Electric bike, an electrifying new trend
Egbert McCoy (left) learning about his new electric bike
Egbert McCoy (left) learning about his new electric bike

ON any given day on a drive around, one might spot someone moseying along the side of the road on an electric bike, and those sightings are going to become even more frequent as the popularity of the bikes continues to grow. Retailing for between $70,000–$150,000, the bikes cost considerably less than the conventional motorcycles, and due to the ease with which they are operated, they are becoming the go-to mode of transportation for many. Egbert McCoy, 64, purchased his first electric bike on Tuesday from the Phillips E-Bike Shop at the corner of George and Durban Streets. “I was just curious and I need it for my grandchildren them. It easier to handle, and you don’t have to get helmet to traverse with it and you can carry it around easy,” he commented about his reason for getting on board with the electric bike. McCoy, who had never ridden an electric bike before, was planning to ride home with his new purchase. He believes his experience with riding a bicycle would be enough to help him learn to navigate the operations of the electric bike.
Co-owner of Phillips E-bike Shop, Melisa Phillips, said that McCoy would not be the first customer to simply purchase a bike and learn to properly operate it within minutes on the first go.
“It depends, because you just have to turn on the keys, rev the throttle; it don’t have no gear or nothing,” she explained.
The business has been retailing the bike for a few months now. Phillips averages that the business sells anywhere between 15 – 20 electric bikes per month. The bike McCoy bought has a maximum speed of 38kmph, and once fully charged, can go for five hours. When drained, the bike would take approximately six hours to recharge, Phillips said.

She said the ease of maintenance is also another reason the bike is fast becoming a hit with consumers.
“The battery does got to service every nine months; you got to water it. Persons could come back or they can do it themselves,” she explained.
Devon Stuart has also recently become involved in the business of selling the bikes and was encouraged to become a retailer given the growing demand for the bikes.
“To me, it’s just more comfortable,” he said as he described why he thinks the bikes are becoming as popular as they are.
How the operations of the bike are monitored, however, is not clearly understood.
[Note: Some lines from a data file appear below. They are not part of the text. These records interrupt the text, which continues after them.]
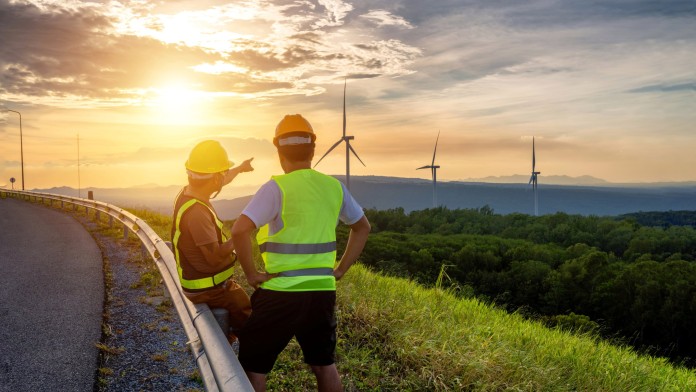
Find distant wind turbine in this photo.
[314,80,365,190]
[416,131,440,208]
[529,137,541,216]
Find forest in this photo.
[338,206,696,367]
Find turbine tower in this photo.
[529,137,541,216]
[314,80,365,191]
[416,131,440,208]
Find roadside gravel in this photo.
[77,216,204,392]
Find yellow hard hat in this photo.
[185,140,234,173]
[273,114,317,145]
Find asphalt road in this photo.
[0,198,104,392]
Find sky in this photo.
[0,0,696,189]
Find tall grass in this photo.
[338,265,696,391]
[121,210,696,392]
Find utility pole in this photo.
[5,109,24,190]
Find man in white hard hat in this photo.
[232,114,370,391]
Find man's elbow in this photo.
[350,215,372,235]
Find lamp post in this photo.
[5,109,24,190]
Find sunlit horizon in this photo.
[0,0,696,189]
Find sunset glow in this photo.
[0,0,696,189]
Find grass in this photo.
[57,204,696,391]
[328,265,696,391]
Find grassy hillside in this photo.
[338,266,696,391]
[121,210,696,391]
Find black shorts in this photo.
[238,289,336,374]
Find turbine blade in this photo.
[431,131,440,166]
[343,78,348,137]
[314,139,343,167]
[532,136,536,171]
[348,144,367,167]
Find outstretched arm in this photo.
[222,158,254,186]
[334,215,372,280]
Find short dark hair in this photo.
[278,143,314,162]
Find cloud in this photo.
[360,10,413,29]
[0,0,421,107]
[628,82,696,93]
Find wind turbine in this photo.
[529,137,541,216]
[314,80,365,191]
[416,131,440,208]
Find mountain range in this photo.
[28,176,696,219]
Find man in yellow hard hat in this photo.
[171,140,254,341]
[232,114,370,391]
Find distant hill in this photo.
[458,174,612,186]
[36,176,696,219]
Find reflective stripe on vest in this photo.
[256,169,343,291]
[172,199,234,290]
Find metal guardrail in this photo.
[0,189,254,392]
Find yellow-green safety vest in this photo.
[172,199,234,291]
[256,169,343,291]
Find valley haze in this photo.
[24,175,696,220]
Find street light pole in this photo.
[5,109,24,190]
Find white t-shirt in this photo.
[242,180,365,234]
Because it is mechanically propelled, the bikes are legally classified as a motor vehicle. The bikes, however, do not come with a licence plate. Most of the users do not use a helmet and the riders rarely ever have a driver’s licence. The bikes also do not use motor vehicle road service licence or Certificate of Fitness for motor vehicle. For the most part, the riders are allowed to operate the bikes unhindered and appear to do so cautiously in the corner of the roadways, as most of the bikes have maximum speeds below 50kmph. Traffic Chief, Ramesh Ashram, explained that riders are not required to wear a helmet for bikes that are 49CC and below. The electric bikes do not come with an engine. Ashram noted that it is up to the Guyana Revenue Authority (GRA) to get the vehicles registered and to put in place a system of what requirements would be needed for the operations of the bikes. “They are mechanically propelled, so it’s a vehicle. It is up to GRA to create a registration, but these bikes do not have chassis and engine for them. They [GRA] have to make contact with the importers of the bikes and get them registered,” Ashram commented.